Maybe we just know that, on average, there were m questions per seminar.
Since we can assume that seminars have no memory (i.e. for how many
questions were asked at the previous seminars), we can just draw values
from a Poisson distribution with lambda set to the mean number of
questions over all seminars. That is, for each round of our simulation, use 'np.random.poisson' to generate the number of questions at each seminar, and then proceed as before.
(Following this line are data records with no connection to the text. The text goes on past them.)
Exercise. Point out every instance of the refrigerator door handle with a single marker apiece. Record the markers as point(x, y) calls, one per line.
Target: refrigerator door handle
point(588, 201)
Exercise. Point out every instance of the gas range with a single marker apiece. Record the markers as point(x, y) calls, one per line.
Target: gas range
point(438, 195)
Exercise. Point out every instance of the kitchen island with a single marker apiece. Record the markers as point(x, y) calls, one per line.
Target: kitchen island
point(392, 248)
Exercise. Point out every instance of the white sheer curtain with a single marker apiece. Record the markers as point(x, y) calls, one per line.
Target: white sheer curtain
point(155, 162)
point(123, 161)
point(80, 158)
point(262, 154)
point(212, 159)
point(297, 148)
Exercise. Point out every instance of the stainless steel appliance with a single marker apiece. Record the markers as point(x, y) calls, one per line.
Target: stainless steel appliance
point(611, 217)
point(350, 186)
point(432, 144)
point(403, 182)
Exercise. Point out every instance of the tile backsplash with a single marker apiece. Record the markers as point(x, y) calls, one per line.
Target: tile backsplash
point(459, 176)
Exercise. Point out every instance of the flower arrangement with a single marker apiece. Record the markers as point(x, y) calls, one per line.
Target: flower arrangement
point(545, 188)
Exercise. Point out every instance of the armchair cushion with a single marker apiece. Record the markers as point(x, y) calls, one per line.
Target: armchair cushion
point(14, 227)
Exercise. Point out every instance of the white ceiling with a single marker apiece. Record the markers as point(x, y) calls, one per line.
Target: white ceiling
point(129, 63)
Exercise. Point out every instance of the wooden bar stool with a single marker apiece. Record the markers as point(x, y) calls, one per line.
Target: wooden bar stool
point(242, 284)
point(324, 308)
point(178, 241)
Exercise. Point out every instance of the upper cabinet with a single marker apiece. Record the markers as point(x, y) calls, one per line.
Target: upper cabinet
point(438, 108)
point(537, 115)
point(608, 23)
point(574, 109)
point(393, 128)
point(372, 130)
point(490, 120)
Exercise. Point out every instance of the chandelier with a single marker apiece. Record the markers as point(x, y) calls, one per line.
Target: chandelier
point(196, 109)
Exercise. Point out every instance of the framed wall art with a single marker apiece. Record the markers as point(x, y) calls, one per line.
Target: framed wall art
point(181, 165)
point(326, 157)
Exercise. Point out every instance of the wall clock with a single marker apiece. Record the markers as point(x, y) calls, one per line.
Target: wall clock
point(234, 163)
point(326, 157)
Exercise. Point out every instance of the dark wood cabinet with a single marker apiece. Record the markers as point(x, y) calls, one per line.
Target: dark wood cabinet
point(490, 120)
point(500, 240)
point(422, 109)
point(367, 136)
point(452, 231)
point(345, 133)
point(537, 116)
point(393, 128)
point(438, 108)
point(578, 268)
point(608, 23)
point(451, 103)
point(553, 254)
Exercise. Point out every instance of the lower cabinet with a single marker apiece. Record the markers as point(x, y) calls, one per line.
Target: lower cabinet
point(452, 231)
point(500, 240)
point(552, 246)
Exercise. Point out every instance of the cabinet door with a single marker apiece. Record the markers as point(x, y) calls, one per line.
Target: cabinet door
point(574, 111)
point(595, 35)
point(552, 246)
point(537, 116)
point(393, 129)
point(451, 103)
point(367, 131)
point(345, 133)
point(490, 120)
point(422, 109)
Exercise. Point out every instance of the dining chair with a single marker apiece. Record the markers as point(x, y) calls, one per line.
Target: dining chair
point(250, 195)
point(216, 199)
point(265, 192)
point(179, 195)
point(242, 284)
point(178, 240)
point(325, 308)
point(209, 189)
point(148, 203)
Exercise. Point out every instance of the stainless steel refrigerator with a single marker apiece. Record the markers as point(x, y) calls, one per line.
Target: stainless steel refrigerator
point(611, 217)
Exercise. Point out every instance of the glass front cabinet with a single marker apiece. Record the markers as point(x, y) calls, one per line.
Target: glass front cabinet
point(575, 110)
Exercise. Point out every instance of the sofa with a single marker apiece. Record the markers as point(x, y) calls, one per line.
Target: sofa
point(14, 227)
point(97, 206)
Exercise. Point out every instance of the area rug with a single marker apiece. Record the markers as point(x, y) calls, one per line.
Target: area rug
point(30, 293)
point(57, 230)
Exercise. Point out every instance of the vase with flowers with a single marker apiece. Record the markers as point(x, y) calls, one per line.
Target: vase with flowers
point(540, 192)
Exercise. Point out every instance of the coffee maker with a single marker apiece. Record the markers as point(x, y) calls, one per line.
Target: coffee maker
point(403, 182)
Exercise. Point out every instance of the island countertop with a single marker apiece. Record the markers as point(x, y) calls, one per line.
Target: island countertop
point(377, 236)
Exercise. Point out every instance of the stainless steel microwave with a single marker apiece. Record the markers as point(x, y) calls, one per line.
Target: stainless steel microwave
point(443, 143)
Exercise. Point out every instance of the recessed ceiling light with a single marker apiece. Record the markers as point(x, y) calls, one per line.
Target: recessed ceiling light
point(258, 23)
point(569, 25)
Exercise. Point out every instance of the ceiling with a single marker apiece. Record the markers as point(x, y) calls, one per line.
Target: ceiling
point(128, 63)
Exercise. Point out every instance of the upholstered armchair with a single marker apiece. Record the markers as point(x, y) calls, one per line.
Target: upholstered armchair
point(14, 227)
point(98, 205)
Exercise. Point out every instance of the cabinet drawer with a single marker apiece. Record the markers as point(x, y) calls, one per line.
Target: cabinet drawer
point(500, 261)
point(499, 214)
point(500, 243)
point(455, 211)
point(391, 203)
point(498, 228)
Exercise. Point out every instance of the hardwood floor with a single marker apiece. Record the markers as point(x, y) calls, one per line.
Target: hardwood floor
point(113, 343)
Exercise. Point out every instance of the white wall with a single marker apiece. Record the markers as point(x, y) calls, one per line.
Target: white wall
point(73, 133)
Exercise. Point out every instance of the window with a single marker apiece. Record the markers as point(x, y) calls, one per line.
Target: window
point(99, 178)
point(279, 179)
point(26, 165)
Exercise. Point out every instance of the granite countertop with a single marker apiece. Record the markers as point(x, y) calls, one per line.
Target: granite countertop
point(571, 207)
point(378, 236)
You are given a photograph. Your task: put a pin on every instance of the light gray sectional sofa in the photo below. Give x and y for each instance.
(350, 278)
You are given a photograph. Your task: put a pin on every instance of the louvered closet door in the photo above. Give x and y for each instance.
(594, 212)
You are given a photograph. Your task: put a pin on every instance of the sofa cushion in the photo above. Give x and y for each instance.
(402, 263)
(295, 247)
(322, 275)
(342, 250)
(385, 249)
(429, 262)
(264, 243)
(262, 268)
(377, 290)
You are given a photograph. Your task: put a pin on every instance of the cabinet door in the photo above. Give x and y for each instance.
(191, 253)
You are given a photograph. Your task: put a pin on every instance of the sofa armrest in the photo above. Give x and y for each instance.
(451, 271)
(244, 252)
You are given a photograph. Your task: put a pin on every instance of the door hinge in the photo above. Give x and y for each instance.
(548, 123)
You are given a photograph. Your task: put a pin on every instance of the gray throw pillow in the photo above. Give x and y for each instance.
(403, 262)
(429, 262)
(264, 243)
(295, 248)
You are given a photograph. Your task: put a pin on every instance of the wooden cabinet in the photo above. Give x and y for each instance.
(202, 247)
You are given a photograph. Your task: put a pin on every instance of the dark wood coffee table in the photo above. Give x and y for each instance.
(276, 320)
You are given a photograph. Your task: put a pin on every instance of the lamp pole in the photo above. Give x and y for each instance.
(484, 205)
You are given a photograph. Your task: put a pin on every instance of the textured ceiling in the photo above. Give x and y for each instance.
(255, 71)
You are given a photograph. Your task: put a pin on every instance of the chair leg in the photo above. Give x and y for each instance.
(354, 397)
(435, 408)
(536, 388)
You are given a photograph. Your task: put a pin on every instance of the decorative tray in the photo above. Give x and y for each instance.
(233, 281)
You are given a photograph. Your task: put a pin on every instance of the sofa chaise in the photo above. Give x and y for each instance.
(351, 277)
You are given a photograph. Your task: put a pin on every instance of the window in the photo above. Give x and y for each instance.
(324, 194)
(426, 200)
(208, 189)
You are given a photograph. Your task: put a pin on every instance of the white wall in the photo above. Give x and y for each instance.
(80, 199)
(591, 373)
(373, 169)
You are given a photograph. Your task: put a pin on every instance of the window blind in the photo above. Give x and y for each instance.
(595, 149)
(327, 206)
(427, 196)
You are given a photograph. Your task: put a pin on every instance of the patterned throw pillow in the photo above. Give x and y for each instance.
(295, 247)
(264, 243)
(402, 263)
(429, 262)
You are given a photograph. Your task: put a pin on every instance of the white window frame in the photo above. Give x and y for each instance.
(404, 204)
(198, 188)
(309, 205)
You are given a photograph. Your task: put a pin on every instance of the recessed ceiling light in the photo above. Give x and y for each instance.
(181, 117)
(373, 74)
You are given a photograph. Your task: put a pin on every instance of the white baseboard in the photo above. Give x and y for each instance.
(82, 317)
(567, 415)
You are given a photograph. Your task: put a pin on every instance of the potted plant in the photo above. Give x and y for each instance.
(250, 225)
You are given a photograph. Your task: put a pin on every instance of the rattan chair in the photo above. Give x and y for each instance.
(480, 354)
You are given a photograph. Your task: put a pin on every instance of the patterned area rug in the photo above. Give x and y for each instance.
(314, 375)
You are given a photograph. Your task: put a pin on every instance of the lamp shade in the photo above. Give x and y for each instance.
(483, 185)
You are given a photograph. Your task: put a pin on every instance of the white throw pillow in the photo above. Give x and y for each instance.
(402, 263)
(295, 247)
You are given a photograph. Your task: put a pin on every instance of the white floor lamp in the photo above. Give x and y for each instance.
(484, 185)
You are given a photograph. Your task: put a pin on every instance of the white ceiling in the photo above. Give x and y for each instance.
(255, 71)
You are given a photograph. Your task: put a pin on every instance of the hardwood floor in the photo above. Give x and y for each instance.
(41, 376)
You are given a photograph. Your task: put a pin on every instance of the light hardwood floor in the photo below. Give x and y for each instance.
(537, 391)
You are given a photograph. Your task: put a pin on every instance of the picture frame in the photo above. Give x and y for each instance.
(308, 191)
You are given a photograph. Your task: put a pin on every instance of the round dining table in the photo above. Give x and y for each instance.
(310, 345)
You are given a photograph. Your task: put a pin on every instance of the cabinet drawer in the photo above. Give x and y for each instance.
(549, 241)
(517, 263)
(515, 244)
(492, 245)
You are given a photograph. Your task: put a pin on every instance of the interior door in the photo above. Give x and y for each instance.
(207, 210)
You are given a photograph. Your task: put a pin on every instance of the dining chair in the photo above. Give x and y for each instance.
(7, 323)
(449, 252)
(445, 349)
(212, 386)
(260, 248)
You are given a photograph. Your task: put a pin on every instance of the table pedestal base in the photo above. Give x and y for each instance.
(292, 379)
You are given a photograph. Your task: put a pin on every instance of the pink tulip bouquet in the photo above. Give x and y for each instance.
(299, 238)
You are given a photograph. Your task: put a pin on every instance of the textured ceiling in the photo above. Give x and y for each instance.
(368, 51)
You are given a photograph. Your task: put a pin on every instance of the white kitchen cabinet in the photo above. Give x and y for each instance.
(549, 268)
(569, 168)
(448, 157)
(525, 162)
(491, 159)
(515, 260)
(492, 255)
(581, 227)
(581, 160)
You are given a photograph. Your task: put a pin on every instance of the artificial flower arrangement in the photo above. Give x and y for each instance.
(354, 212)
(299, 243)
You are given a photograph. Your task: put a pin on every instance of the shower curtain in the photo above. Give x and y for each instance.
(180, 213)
Your code will likely be a little bit more complicated, but the principle is the same.

In [None]:
# Set random seed
np.random.seed(12)

# Simulation parameters
num_q_per_seminar = 6
num_seminars = 249
num_simulations = int(1e4)
fix_bias = False

# Variables to hold the results of our simulations
all_effect_sizes = np.zeros((num_simulations,))

# Loop over simulations
for iSim in range(num_simulations):

    # Generate data for each simulated seminar
    ...
        
    # Collect the statistics of interest (ie who asked first question, and how many questions women asked)
    ...

    # Calculate and store the effect size for this simulation
    all_effect_sizes[iSim] = ...
    
# Plot the results
plot_simulation_results(all_effect_sizes, 25, num_seminars, num_q_per_seminar, num_simulations)


This seems to have a very profound effect on our simulation. Did we make
a mistake? To start to get some insight into this question, let's look at
the distribution of the actual number of questions asked

In [None]:
# TODO: plot a histogram showing number of questions asked at each seminar from the simulation.
# (If you didn't save those data, go back and re-run your simulation with an array to save them!)

Recall the formula we derived for the mean bias as a function of the number of questions asked per seminar:

`mean_bias_effect = 100 / num_q_per_seminar`

Does this account for the increase in bias in this simulation? Why?